9 October 2017

Blame It On The Benjamins: Margiela Tabi

In the autumn of 1989, on a neglected playground somewhere on the very edge of Paris, Martin Margiela staged a show like nothing that had come before (or has come after): the critics loathed it and the industry loved it. Gracing the feet of the models were the shoes that have become one of fashion’s most iconic footprints – Margiela’s interpretation of the split-toed Japanese tabi sock, the Tabi boot. Further emphasising the shoe's footprint, Margiela drenched his models in red paint, having them leave a path of red Tabi prints against the white catwalk. Following my first installment of Blame It On The Benajmins which focused on books, I've listed the five Tabi styles I wouldn't hesitate to purchase in a budget-less (and quite frankly preferable) parallel universe.


Never mind number one Tabi boot, this is without a doubt the boot of my dreams. As if the fact that it's red isn't enough, the plush velvet construction gives a whole new dimension of perfection to this season's Tabi. A long black spaghetti strap satin dress, red lipstick, gold jewellery and these babies is what I'm talking about.

black tabi boots - vintage / pre-Galliano
none available online at the time of publishing but very varied pricing on second-hand platforms
An undeniable classic, the black Tabi boot is top of the list with a heavy preference for pre-Galliano styles of the boot. Whilst Galliano's interpretation is said to be much more comfortable, the slight difference in shape and the way that the leather wears makes it easy to identify a Martin Tabi when you see one.

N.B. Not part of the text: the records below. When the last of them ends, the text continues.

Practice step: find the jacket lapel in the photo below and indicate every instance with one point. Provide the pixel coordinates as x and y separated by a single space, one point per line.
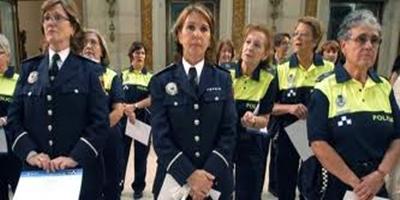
68 70
206 79
183 81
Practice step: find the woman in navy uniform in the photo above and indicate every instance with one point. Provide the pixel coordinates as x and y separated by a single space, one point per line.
95 48
135 86
254 96
58 119
193 113
295 80
354 121
10 165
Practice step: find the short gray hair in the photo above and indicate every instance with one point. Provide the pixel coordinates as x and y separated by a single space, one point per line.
4 44
355 19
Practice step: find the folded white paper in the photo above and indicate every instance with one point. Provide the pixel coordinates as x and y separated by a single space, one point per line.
40 185
3 141
297 133
139 131
171 190
351 196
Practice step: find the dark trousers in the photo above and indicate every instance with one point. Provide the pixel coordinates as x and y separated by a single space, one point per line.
250 165
272 176
141 152
336 189
113 161
10 169
287 166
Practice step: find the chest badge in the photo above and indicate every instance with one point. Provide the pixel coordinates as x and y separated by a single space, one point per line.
340 101
291 80
171 88
33 76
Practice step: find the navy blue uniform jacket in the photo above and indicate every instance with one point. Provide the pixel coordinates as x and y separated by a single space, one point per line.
193 130
68 119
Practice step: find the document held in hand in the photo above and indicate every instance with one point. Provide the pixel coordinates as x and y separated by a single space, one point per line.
297 133
351 196
3 141
41 185
139 131
171 190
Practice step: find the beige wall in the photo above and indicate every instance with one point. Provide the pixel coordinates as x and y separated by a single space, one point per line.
29 20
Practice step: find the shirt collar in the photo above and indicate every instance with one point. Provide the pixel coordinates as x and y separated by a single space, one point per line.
317 60
342 75
63 55
199 67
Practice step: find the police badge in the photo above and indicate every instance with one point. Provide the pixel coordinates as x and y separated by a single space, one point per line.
171 89
291 80
340 101
33 76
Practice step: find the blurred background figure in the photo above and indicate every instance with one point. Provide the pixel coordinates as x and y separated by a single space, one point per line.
254 96
225 53
295 81
330 51
59 118
95 48
10 166
135 85
281 43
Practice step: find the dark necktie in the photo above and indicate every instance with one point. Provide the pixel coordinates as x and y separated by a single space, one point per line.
193 78
53 71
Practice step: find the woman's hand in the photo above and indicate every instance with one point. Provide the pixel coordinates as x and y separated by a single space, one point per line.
248 119
40 160
200 183
370 185
298 110
62 162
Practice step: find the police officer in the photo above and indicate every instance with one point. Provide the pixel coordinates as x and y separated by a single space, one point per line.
95 49
10 165
254 97
193 114
135 82
58 119
353 123
295 80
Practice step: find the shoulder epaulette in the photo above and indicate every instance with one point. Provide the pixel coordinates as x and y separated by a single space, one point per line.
324 75
165 69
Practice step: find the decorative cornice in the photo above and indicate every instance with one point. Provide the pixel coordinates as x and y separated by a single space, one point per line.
238 21
147 30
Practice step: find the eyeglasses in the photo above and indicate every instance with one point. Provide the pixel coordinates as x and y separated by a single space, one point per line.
364 38
55 18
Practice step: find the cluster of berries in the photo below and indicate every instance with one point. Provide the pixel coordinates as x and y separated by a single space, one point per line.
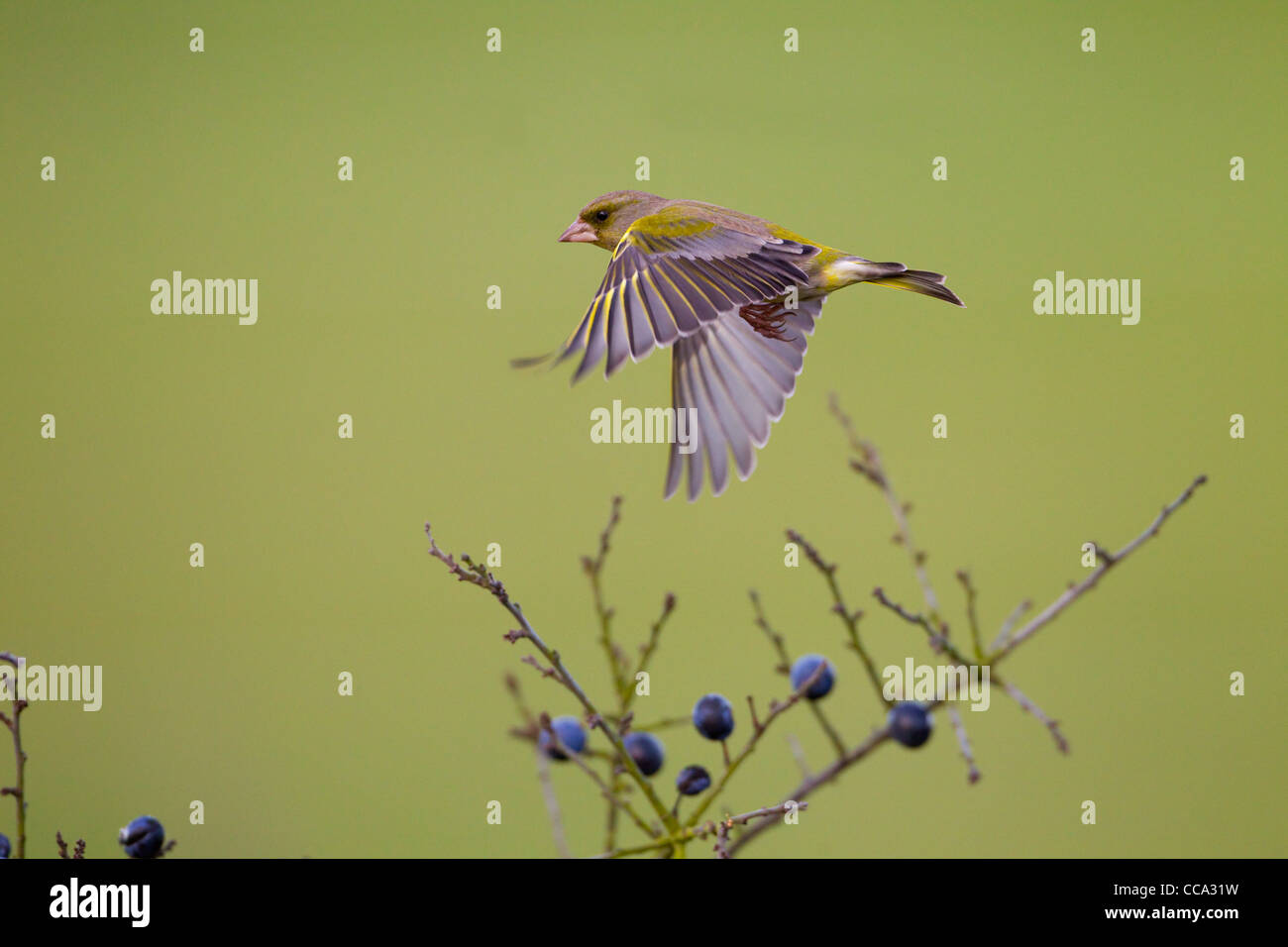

A Tabi candle – presented in a shoe box and all – is the ultimate interior decor statement, oozing in waxy chicness. A reluctance to ever light it defeats the very purpose of a candle, yet the thought of it literally melting away into nothingness is troubling to say the least.

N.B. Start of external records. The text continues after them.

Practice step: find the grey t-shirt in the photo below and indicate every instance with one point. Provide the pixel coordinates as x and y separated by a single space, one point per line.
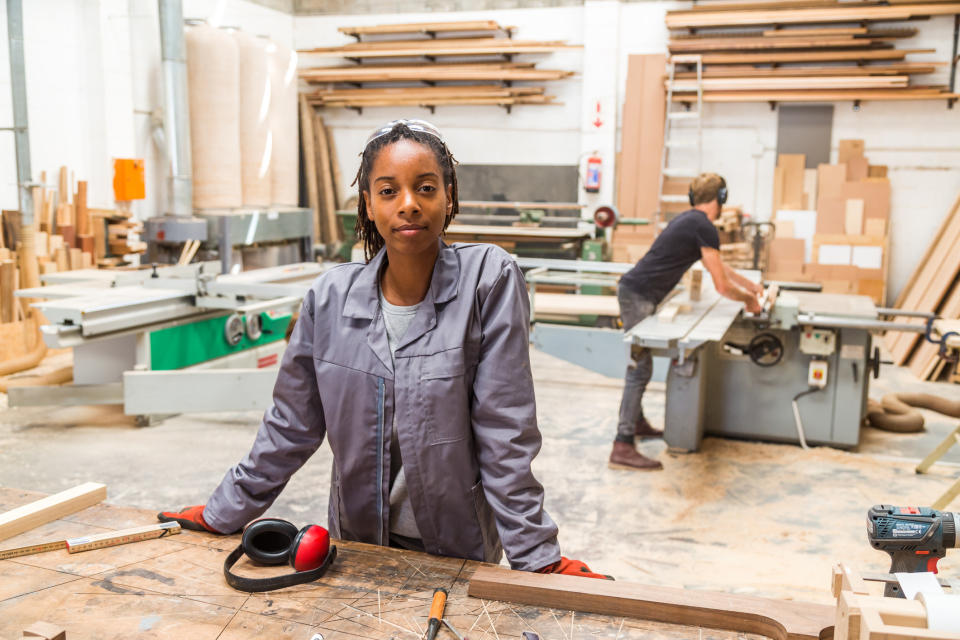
402 521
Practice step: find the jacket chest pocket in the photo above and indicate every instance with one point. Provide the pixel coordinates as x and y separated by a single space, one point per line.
446 379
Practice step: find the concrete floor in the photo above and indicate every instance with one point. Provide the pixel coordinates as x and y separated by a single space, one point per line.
744 517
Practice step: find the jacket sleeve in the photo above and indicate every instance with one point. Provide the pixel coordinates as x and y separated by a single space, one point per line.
291 431
505 425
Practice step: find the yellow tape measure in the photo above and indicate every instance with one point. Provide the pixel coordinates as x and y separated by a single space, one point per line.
98 541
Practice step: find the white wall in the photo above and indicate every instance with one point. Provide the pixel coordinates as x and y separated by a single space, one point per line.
93 78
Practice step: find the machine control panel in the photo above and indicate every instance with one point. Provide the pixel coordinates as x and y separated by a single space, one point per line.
818 374
817 342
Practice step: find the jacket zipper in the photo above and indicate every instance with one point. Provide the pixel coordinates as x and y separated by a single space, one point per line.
380 393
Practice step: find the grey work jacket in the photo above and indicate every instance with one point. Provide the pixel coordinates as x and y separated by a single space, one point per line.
463 394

Constructed from subtly cracked leather and re-imagined in turquoise and cream, the d'Orsay style pump has a comfy block heel at a perfectly manageable height. The chances of stumbling across these at a reasonable price and slim to none as they're obscenely rare in comparison to the boot varieties of the Tabi, particularly in this colourway – hence the sore price tag.

These Tabi boots are made with a "cement" base, topped off with white, red and orange graffiti. Ideally, I'd style these with a grey outfit, neutral makeup and a sleek low ponytail to give the boots all of the much-deserved attention.

Linked styles were available as of October 2017.